1.1.2 The Memory/Disk Speed Argument

The overall speed of computation is determined not just by the speed of the processor, but also by the ability of the memory system to feed data to it. While clock rates of high-end processors have increased at roughly 40% per year over the past decade, DRAM access times have only improved at the rate of roughly 10% per year over this interval. Coupled with increases in instructions executed per clock cycle, this gap between processor speed and memory presents a tremendous performance bottleneck. This growing mismatch between processor speed and DRAM latency is typically bridged by a hierarchy of successively faster memory devices called caches that rely on locality of data reference to deliver higher memory system performance. In addition to the latency, the net effective bandwidth between DRAM and the processor poses other problems for sustained computation rates.
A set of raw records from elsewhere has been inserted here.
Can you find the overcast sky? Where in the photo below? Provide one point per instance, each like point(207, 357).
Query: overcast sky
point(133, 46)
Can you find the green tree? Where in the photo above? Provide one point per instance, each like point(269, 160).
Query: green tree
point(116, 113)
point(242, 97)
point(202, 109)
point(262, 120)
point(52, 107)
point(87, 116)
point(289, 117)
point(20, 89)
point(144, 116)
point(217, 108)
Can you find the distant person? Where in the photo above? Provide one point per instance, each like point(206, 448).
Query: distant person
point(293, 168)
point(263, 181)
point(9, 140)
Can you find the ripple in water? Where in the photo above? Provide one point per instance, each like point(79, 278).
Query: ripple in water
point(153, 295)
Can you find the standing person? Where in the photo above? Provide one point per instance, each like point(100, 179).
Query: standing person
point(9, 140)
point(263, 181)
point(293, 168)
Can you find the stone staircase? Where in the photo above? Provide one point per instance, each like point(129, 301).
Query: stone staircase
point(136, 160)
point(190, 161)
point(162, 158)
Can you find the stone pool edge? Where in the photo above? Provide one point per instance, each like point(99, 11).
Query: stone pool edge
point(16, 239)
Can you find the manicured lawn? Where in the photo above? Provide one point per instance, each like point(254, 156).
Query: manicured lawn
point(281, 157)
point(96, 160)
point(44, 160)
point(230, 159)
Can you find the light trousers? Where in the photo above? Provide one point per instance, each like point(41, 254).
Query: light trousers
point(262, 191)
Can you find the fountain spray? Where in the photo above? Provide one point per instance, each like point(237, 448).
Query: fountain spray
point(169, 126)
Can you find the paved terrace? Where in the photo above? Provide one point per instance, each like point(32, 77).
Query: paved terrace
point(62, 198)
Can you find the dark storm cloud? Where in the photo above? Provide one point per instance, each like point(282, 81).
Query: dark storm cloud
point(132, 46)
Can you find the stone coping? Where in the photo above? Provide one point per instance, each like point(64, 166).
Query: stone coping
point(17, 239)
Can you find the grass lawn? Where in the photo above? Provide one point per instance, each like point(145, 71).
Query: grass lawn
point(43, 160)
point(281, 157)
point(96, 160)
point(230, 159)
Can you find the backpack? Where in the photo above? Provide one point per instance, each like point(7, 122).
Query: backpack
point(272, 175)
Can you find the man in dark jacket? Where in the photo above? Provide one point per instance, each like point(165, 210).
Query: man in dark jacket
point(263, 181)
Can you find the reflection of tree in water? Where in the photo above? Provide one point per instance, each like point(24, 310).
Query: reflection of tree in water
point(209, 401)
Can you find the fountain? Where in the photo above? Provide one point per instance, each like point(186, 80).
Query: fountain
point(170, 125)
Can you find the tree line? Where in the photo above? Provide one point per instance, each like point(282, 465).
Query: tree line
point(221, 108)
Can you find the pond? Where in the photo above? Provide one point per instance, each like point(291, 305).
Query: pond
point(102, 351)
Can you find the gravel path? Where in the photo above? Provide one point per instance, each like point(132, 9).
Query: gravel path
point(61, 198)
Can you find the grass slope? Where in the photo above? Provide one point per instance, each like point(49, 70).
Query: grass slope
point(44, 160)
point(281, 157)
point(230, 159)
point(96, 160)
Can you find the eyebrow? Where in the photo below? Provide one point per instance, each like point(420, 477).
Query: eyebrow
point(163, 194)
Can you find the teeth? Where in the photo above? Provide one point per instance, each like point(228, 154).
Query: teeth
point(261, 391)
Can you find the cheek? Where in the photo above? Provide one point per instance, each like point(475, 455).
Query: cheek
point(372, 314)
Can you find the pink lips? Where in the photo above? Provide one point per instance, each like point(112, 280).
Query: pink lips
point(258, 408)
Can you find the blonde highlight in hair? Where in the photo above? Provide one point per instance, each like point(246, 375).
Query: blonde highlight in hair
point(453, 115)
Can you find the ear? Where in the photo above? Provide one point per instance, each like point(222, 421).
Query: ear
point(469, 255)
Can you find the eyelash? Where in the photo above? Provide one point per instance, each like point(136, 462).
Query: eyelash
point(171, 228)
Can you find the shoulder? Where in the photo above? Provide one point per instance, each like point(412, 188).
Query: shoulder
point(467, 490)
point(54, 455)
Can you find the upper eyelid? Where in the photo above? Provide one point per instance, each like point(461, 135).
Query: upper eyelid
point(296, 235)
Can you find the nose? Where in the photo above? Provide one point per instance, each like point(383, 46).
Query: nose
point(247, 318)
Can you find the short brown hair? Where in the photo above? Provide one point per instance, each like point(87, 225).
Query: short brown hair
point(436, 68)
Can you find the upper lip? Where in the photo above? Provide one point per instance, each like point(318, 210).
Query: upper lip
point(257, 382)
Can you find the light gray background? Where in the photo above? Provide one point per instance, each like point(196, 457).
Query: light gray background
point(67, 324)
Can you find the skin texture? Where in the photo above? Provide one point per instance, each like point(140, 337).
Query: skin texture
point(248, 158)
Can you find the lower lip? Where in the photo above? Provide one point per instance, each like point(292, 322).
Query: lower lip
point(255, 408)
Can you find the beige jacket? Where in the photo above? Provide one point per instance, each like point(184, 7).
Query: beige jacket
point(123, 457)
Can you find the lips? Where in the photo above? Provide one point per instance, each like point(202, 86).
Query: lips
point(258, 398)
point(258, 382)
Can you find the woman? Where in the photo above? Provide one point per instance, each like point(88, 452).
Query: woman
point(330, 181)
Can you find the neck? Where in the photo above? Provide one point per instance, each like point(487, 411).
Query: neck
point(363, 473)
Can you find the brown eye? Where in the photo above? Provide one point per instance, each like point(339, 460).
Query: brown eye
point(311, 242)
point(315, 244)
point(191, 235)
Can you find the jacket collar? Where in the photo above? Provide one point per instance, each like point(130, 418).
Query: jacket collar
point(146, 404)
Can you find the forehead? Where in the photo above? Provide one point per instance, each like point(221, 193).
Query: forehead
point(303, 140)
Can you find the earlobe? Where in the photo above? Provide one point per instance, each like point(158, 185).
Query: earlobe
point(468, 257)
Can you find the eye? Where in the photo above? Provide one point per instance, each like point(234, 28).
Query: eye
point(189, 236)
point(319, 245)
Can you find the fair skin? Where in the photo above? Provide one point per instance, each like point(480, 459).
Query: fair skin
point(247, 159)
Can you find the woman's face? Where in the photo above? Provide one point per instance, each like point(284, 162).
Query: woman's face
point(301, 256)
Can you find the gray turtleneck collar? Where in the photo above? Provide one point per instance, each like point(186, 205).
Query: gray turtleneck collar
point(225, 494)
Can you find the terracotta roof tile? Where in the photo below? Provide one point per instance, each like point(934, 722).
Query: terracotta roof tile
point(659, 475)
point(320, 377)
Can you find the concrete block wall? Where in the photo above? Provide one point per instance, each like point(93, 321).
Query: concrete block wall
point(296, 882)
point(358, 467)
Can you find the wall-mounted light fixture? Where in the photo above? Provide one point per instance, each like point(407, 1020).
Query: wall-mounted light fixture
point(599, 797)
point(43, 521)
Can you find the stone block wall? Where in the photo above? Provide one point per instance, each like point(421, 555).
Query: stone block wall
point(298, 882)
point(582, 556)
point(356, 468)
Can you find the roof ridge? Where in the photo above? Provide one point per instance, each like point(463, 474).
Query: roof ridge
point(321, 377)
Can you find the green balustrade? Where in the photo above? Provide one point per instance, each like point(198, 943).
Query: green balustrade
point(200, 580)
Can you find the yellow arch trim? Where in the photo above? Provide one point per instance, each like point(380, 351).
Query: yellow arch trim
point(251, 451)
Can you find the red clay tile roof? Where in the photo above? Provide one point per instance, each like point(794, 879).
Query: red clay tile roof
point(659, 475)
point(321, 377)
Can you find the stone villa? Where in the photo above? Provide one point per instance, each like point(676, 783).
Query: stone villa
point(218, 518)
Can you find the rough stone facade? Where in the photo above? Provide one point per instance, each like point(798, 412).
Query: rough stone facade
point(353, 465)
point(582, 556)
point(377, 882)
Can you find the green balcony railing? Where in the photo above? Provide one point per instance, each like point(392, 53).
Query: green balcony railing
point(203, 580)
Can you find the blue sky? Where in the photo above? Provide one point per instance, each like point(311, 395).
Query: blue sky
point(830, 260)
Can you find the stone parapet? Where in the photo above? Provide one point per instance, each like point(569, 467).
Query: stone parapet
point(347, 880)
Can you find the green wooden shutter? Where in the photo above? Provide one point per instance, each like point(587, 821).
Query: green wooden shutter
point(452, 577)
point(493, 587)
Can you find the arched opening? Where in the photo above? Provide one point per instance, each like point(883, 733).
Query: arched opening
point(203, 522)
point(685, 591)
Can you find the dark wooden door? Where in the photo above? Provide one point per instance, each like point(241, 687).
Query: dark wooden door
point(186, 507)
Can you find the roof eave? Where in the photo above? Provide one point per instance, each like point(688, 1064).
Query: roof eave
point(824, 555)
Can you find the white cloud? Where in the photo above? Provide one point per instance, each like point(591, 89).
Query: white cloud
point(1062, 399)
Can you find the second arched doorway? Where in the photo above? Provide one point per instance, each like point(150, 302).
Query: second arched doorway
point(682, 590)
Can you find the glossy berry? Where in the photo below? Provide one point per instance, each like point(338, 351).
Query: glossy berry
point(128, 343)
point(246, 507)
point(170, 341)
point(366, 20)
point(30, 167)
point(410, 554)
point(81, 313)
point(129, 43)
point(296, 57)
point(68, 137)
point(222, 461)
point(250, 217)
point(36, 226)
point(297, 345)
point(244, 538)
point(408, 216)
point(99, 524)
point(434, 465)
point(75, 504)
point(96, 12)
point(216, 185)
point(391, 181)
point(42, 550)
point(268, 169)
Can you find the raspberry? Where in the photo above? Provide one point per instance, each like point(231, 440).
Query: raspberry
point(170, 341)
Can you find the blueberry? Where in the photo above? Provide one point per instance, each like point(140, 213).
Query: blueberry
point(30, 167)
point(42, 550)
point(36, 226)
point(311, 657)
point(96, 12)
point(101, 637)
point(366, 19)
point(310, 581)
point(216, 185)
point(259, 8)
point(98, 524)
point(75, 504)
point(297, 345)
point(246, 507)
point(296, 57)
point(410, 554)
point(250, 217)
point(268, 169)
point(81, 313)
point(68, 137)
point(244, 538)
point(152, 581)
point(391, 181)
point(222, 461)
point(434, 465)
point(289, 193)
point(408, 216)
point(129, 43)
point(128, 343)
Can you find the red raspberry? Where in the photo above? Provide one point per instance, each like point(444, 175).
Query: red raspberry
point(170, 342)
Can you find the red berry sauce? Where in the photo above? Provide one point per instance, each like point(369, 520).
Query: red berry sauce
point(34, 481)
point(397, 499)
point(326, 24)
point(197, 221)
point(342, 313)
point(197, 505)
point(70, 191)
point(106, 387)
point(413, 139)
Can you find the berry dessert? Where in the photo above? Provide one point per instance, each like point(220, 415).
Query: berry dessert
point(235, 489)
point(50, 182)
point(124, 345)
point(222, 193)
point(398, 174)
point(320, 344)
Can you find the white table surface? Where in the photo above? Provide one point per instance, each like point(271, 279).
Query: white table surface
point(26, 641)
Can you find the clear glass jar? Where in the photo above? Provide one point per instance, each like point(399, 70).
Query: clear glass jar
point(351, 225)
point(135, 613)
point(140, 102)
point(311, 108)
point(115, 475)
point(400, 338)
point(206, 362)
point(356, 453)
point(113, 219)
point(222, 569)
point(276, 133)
The overall performance of the memory system is determined by the fraction of the total memory requests that can be satisfied from the cache. Memory system performance is addressed in greater detail in Section 2.2. Parallel platforms typically yield better memory system performance because they provide (i) larger aggregate caches, and (ii) higher aggregate bandwidth to the memory system (both typically linear in the number of processors). Furthermore, the principles that are at the heart of parallel algorithms, namely locality of data reference, also lend themselves to cache-friendly serial algorithms. This argument can be extended to disks where parallel platforms can be used to achieve high aggregate bandwidth to secondary storage. Here, parallel algorithms yield insights into the development of out-of-core computations. Indeed, some of the fastest growing application areas of parallel computing in data servers (database servers, web servers) rely not so much on their high aggregate computation rates but rather on the ability to pump data out at a faster rate.

1.1.3 The Data Communication Argument

As the networking infrastructure evolves, the vision of using the Internet as one large heterogeneous parallel/distributed computing environment has begun to take shape. Many applications lend themselves naturally to such computing paradigms. Some of the most impressive applications of massively parallel computing have been in the context of wide-area distributed platforms. The SETI (Search for Extra Terrestrial Intelligence) project utilizes the power of a large number of home computers to analyze electromagnetic signals from outer space. Other such efforts have attempted to factor extremely large integers and to solve large discrete optimization problems.

In many applications there are constraints on the location of data and/or resources across the Internet. An example of such an application is mining of large commercial datasets distributed over a relatively low bandwidth network. In such applications, even if the computing power is available to accomplish the required task without resorting to parallel computing, it is infeasible to collect the data at a central location. In these cases, the motivation for parallelism comes not just from the need for computing resources but also from the infeasibility or undesirability of alternate (centralized) approaches.